Saturday, January 22, 2005

Kerry Blogger Promotes Social Security Reform in BusinessWeek Magazine

Not that I want to toot my own horn so to speak, but I was pleased to get a letter to the editor related to Social Security reform published in the Jan 24, 2005 edition of BusinessWeek Magazine.

I'm against the President's risky and costly privatization plan for Social Security, however I believe the program does need long term adjustments at some point. In my letter, as I've stated on the IFK site frequently, I advocate for gradual increases in the taxable payroll amount mixed with an increase in the retirement age to be phased in over time. These tweaks, to make SS remain solvent for future generations, could be accompanied with more incentives to encourage individual investment in 401(k)s and IRA's to offset any possible reduction in future benefits.

On the other hand the President's current SS privatization plan of choice does little to actually offset his proposed cuts in benefits (indexing payment to inflation rather than wage increases), while creates a windfall for the investment and financial community. In essence his plan would cut benefits drastically for today's younger workers like myself, while gutting the "Security" aspect of Social Security Insurance, relying on the market to overcome large benefit reductions.
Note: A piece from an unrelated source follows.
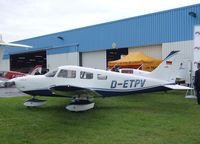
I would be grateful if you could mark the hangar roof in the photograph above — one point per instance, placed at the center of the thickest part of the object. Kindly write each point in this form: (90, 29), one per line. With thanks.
(156, 28)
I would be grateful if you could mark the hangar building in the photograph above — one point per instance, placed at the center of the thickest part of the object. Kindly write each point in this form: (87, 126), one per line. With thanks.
(154, 34)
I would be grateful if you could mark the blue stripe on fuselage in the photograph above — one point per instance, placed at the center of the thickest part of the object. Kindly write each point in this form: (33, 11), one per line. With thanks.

I hope the Dems are listening and ready to fight a Republican Party hell bent on dismantling one of the best run and most beloved government programs of all time.

IFK Editor

READ: Revamp Social Security? Just Tweak 401(k)s And IRAs


Anonymous Anonymous said...

A Cure Worse Than The Cold
An Editorial in US News and World Report

In pursuit of his (President Bush) "ownership society," he wants to move Social Security toward "greater individual opportunity, risk, and reward" by allowing individuals to carve themselves private investment accounts out of Social Security payroll taxes, much like a 401(k) plan. This raises a whole host of problems. It discriminates against poorer workers, for one thing. Why? Because the lower your income, the less you have to invest, and the smaller your return will be. The Bush plan offers nothing close to the financial security of the existing program. Then there's this: Are individual investors sophisticated enough to match the higher returns now being forecast? At least 10 studies analyzed by the Securities and Exchange Commission indicate a disturbing level of financial illiteracy. Only 12 percent of the investors studied could distinguish between a load and a no-load mutual fund; only 14 percent understood the difference between a growth stock and an income stock; only 38 percent knew that when interest rates rise, bond prices fall; almost half somehow believed that diversification guarantees that their portfolio would not suffer if the market dropped; and 40 percent thought that the trust fund's operating costs would not be deducted from their investment return.